6 Reasons Why Telemedicine Is Likely Here To Stay
Reasons Why Telemedicine Is Likely Here To Stay – With the advent of the coronavirus pandemic in late 2019, the world of health began to transform rapidly. Patients and doctors alike were scrambling for ways to provide care while maintaining distance and preventing exposures as much as possible.
Thus, the wheels of the telemedicine system which had been slowly gearing up, really began making progress.
Telemedicine visits for check-ups, follow-ups, or non-urgent issues went from being a relatively unknown section of healthcare, to being a commonplace way to connect with a physician.
And, while this sect of medicine was pushed to the forefront out of necessity, it is likely that we learned a few things that will mean it is here to stay for the long term.

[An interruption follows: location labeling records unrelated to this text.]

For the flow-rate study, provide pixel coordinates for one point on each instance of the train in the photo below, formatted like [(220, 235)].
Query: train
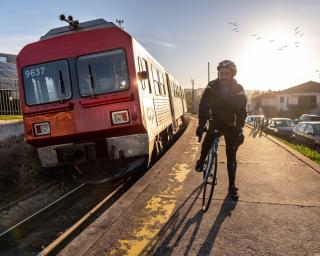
[(90, 91)]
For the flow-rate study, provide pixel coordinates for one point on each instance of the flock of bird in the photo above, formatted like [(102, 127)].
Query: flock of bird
[(297, 33)]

Below, we will cover 6 reasons why telemedicine is advantageous to patients and providers alike, and why it is unlikely it will be declining in popularity anytime soon.

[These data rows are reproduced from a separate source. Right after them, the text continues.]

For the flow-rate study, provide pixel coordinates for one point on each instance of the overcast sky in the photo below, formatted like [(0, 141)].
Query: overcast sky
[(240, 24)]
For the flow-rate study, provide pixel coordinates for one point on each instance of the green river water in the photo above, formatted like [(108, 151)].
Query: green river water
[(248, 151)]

1. Increased convenience for patients
Even patients who were the most ardent skeptics of virtual appointments were likely to change their tune after seeing the ease of a telemedicine visit.
Sure, there is a certain charm and personal connection that comes with in-person visits, but to trade that for the convenience of not having to commute to an office, wait in a waiting room, get time off work, or arrange for childcare — the increased ease of a virtual visit is undeniable.
Telemedicine quickly went from a rare option not on the average patient’s radar, to one that was specifically requested.
2. More efficient visits for doctors and offices
For doctor’s offices, the efficiency of visits and the number of patients who could be comfortably seen in a given day drastically increases with the use of more telemedicine consults.
Time lost to late arrivals, settling patients in rooms, data intake, and other various time-consuming activities of in-office appointments could be drastically reduced, streamlined, or avoided altogether.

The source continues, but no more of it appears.